Disable Broadcast Ssid

The following scenario shows how to disable SSID broadcasting, which stops the device from announcing the SSID in the beacons associated to the configured network.

../../../_images/wlanbroadcastssid.svg

Disable SSID broadcasting

Description

In this example, a WLAN interface will be created on top of the 2.4GHz radio module in access-point mode. Then, SSID broadcasting will be disabled be means of the disable-broadcast-ssid command.

Scenario

Example 1

Step 1: Run command configure at DUT0 and expect this output: Step 2: Run command delete interfaces wlan at DUT0 and expect this output:

Show output
Nothing to delete (the specified node does not exist)

Step 3: Run command delete controllers wlan at DUT0 and expect this output:

Show output
Nothing to delete (the specified node does not exist)

Step 4: Run command commit at DUT0 and expect this output: Step 5: Set the following configuration in DUT0:

set controllers wlan radios wifi1 band 2.4GHz
set controllers wlan radios wifi1 channel 1
set interfaces bridge br0
set interfaces wlan wlan4 bridge-group bridge br0
set interfaces wlan wlan4 phy wifi1
set interfaces wlan wlan4 type access-point security akm none
set interfaces wlan wlan4 type access-point ssid network_2.4GHz
set system login user admin authentication encrypted-password '$6$GSjsCj8gHLv$/VcqU6FLi6CT2Oxn0MJQ2C2tqnRDrYKNF8HIYWJp68nvXvPdFccDsT04.WtigUONbKYrgKg8d6rEs8PjljMkH0'

Note

By default, WLAN beacons are periodically announced so that any WLAN station can detect the presence of an access point.

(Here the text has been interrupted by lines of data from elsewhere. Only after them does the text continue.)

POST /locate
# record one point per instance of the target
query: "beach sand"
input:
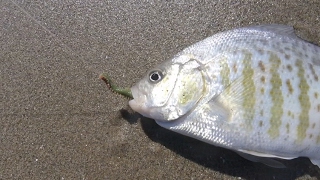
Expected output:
(59, 121)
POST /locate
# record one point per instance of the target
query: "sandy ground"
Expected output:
(59, 121)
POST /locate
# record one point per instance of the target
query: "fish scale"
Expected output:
(258, 93)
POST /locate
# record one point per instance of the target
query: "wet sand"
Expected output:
(59, 121)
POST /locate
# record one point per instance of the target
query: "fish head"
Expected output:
(170, 90)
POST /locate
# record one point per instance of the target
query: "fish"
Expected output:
(254, 90)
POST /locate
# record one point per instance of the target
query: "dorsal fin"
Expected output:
(279, 29)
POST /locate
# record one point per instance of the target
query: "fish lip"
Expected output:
(138, 102)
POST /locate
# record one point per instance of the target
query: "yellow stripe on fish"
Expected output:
(254, 90)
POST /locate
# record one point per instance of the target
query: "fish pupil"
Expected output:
(155, 76)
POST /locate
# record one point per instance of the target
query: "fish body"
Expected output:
(254, 90)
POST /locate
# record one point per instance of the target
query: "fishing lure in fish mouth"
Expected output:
(126, 92)
(254, 90)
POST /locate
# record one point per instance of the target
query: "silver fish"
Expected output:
(254, 90)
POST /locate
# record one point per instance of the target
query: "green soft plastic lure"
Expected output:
(126, 92)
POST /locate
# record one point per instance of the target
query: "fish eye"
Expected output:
(155, 76)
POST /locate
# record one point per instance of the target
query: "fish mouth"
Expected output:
(138, 103)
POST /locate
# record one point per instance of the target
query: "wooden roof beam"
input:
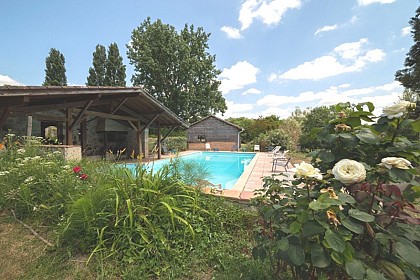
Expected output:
(107, 116)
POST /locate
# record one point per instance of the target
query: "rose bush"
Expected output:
(354, 222)
(349, 171)
(307, 170)
(394, 162)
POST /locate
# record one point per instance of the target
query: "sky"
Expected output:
(274, 55)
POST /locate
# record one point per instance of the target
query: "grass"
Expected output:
(114, 224)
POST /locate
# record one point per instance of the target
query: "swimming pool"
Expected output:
(224, 168)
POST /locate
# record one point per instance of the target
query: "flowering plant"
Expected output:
(350, 213)
(80, 174)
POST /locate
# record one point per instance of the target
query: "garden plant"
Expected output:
(350, 213)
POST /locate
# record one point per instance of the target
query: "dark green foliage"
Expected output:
(55, 70)
(176, 68)
(115, 69)
(332, 228)
(107, 70)
(409, 77)
(97, 73)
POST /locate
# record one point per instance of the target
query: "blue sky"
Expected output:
(274, 55)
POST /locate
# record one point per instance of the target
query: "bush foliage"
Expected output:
(350, 214)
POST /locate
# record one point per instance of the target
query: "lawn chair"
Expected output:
(282, 162)
(274, 151)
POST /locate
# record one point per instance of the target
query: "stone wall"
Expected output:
(219, 146)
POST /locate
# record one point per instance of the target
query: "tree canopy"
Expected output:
(98, 71)
(107, 70)
(55, 70)
(176, 68)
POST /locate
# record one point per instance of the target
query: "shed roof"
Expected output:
(121, 103)
(219, 119)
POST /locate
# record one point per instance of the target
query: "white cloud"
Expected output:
(231, 32)
(6, 80)
(251, 91)
(368, 2)
(405, 31)
(269, 12)
(345, 58)
(326, 28)
(381, 96)
(237, 110)
(238, 76)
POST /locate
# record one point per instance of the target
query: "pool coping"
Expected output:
(250, 180)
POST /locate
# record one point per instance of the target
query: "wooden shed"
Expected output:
(213, 133)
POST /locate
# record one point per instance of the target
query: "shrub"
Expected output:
(345, 215)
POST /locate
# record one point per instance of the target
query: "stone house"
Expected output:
(96, 119)
(214, 133)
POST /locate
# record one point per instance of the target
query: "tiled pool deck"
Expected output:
(251, 179)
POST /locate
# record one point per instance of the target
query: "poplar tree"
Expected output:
(55, 70)
(115, 69)
(97, 73)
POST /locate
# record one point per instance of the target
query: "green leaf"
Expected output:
(295, 227)
(326, 156)
(355, 269)
(416, 125)
(391, 270)
(303, 217)
(346, 198)
(361, 216)
(400, 175)
(408, 252)
(353, 122)
(335, 240)
(319, 257)
(283, 244)
(311, 228)
(296, 254)
(374, 275)
(316, 205)
(337, 257)
(352, 225)
(367, 136)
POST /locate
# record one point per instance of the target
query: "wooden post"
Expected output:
(139, 143)
(83, 131)
(159, 143)
(29, 128)
(69, 131)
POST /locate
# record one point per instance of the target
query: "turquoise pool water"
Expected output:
(225, 168)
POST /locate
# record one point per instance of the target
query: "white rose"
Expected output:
(349, 171)
(400, 163)
(396, 110)
(307, 170)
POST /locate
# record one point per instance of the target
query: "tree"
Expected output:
(115, 69)
(107, 70)
(246, 124)
(55, 70)
(98, 71)
(176, 68)
(315, 119)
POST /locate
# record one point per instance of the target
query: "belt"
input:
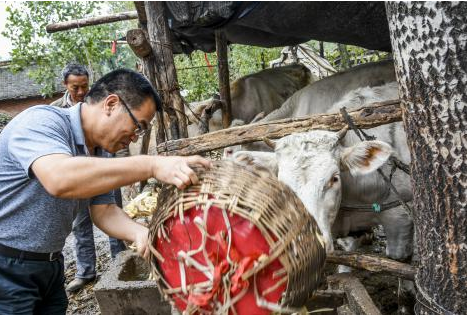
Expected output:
(27, 255)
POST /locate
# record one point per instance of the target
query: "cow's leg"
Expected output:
(398, 227)
(348, 244)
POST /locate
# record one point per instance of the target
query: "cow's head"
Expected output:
(311, 164)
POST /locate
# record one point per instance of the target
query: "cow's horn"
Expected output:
(342, 132)
(270, 143)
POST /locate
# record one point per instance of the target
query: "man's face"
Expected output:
(77, 86)
(121, 127)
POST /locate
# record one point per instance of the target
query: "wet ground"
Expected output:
(382, 289)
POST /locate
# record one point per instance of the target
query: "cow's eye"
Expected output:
(334, 180)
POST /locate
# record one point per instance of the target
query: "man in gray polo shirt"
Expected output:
(53, 162)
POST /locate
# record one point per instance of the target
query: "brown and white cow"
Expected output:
(263, 91)
(328, 170)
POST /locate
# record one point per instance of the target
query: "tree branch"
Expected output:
(366, 117)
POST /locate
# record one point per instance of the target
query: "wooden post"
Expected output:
(68, 25)
(223, 71)
(159, 39)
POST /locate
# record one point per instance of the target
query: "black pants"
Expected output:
(32, 287)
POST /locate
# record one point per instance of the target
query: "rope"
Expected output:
(359, 133)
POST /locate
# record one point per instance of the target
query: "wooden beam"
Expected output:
(138, 43)
(373, 264)
(224, 83)
(160, 41)
(373, 115)
(359, 301)
(73, 24)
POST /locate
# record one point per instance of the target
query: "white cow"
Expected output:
(263, 91)
(320, 96)
(328, 170)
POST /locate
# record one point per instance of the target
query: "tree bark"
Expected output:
(224, 82)
(159, 38)
(430, 51)
(96, 20)
(367, 117)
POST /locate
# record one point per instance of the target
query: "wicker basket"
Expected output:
(254, 194)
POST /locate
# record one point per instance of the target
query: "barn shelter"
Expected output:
(432, 83)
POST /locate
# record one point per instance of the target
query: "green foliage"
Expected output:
(201, 82)
(49, 53)
(4, 119)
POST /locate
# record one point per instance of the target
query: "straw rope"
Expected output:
(252, 193)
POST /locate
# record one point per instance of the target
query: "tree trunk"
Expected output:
(159, 38)
(430, 50)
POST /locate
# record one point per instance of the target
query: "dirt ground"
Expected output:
(383, 289)
(84, 301)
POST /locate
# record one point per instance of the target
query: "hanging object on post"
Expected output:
(114, 47)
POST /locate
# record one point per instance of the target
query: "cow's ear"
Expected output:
(365, 157)
(257, 158)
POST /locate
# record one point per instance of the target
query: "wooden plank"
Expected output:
(73, 24)
(373, 264)
(159, 39)
(224, 83)
(370, 116)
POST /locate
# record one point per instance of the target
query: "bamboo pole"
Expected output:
(373, 264)
(223, 71)
(96, 20)
(159, 39)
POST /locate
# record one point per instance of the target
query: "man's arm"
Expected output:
(113, 221)
(64, 176)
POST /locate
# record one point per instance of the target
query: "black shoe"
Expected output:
(77, 284)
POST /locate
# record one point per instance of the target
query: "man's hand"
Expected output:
(141, 242)
(177, 170)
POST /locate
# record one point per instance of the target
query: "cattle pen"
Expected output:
(432, 107)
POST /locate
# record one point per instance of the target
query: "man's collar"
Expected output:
(68, 100)
(76, 127)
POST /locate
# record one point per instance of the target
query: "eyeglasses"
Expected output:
(139, 131)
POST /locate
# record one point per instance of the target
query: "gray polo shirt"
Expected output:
(30, 218)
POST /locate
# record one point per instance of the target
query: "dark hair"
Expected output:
(129, 85)
(74, 69)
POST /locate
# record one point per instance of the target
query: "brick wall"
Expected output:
(20, 86)
(15, 106)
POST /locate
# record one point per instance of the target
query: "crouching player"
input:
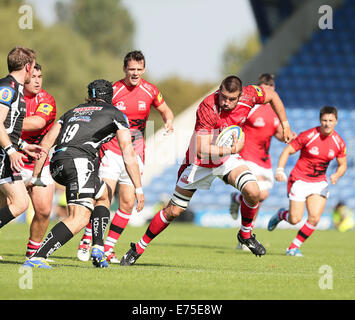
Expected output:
(80, 132)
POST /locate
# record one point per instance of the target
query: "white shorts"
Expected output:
(112, 167)
(259, 171)
(300, 190)
(46, 176)
(196, 177)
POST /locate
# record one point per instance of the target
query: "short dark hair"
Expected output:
(100, 89)
(232, 84)
(18, 57)
(328, 110)
(267, 79)
(38, 67)
(133, 55)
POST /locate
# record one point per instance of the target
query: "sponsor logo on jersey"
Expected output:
(80, 118)
(314, 151)
(311, 135)
(87, 109)
(45, 108)
(258, 91)
(259, 122)
(141, 105)
(6, 95)
(184, 179)
(120, 105)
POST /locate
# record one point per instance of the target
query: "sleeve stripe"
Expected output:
(144, 89)
(244, 104)
(4, 105)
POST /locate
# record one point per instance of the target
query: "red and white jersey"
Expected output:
(261, 124)
(135, 102)
(211, 119)
(317, 150)
(43, 105)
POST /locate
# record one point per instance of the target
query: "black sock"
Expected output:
(5, 216)
(57, 237)
(99, 220)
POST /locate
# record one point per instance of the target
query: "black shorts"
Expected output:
(6, 173)
(80, 178)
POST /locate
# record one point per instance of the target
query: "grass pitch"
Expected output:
(187, 262)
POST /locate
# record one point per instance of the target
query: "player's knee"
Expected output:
(21, 205)
(127, 205)
(43, 210)
(313, 220)
(251, 193)
(263, 195)
(294, 219)
(172, 211)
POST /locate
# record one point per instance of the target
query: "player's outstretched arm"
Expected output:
(167, 116)
(342, 166)
(206, 149)
(277, 105)
(16, 158)
(131, 164)
(280, 174)
(48, 141)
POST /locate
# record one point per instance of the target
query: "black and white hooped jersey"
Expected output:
(11, 97)
(86, 127)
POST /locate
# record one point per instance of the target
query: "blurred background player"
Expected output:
(13, 193)
(204, 161)
(343, 217)
(134, 96)
(307, 183)
(260, 126)
(79, 133)
(40, 116)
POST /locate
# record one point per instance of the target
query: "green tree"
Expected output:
(105, 23)
(236, 55)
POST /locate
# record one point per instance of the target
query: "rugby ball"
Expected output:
(225, 138)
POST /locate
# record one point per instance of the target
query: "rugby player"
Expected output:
(79, 133)
(204, 161)
(134, 96)
(40, 116)
(307, 183)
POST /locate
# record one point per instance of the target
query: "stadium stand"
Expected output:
(321, 72)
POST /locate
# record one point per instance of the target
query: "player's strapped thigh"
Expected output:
(6, 173)
(180, 200)
(243, 179)
(79, 176)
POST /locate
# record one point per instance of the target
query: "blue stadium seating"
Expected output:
(322, 72)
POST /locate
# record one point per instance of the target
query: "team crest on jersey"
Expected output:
(6, 95)
(259, 122)
(120, 105)
(258, 91)
(45, 108)
(314, 151)
(141, 105)
(310, 135)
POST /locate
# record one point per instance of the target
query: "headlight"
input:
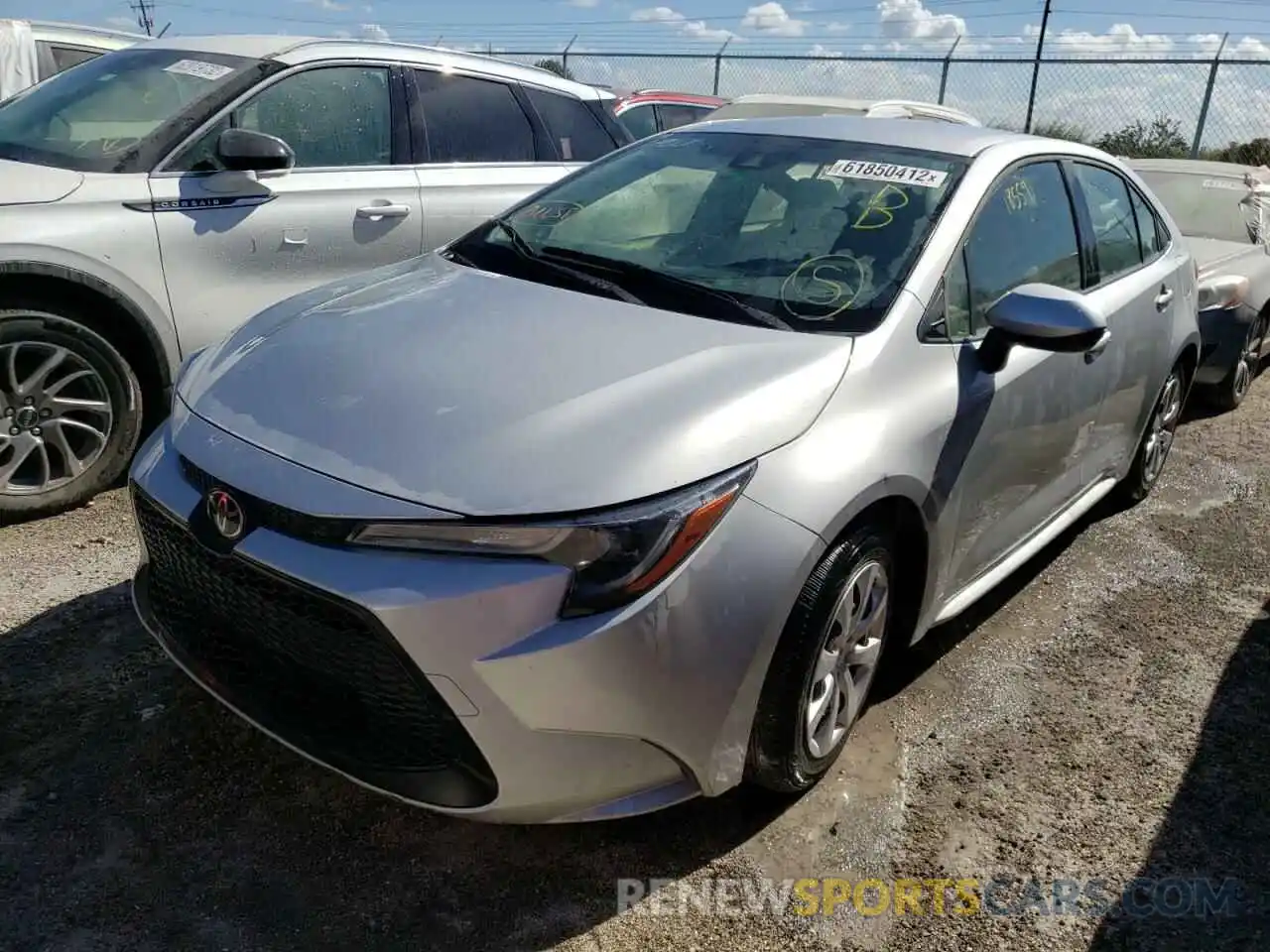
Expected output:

Step 6: Configure the MON device to listen for packets on channel 1 for 10s seconds discarding all packets not sent by DUT0. Then, apply the following filter to the captured traffic:

wlan.ssid == network_2.4GHz

At least one packet with the provided criteria must be present.

Step 7: Modify the following configuration lines in DUT0:

set interfaces wlan wlan4 type access-point disable-broadcast-ssid

Warning

Disabling SSID broadcasting is considered a weak security measure, since an attacker can just capture the WLAN traffic to detect the access point’s presence.

Step 8: Expect a failure in the following command: Configure the MON device to listen for packets on channel 1 for 10s seconds discarding all packets not sent by DUT0. Then, apply the following filter to the captured traffic:

wlan.ssid == network_2.4GHz

At least one packet with the provided criteria must be present.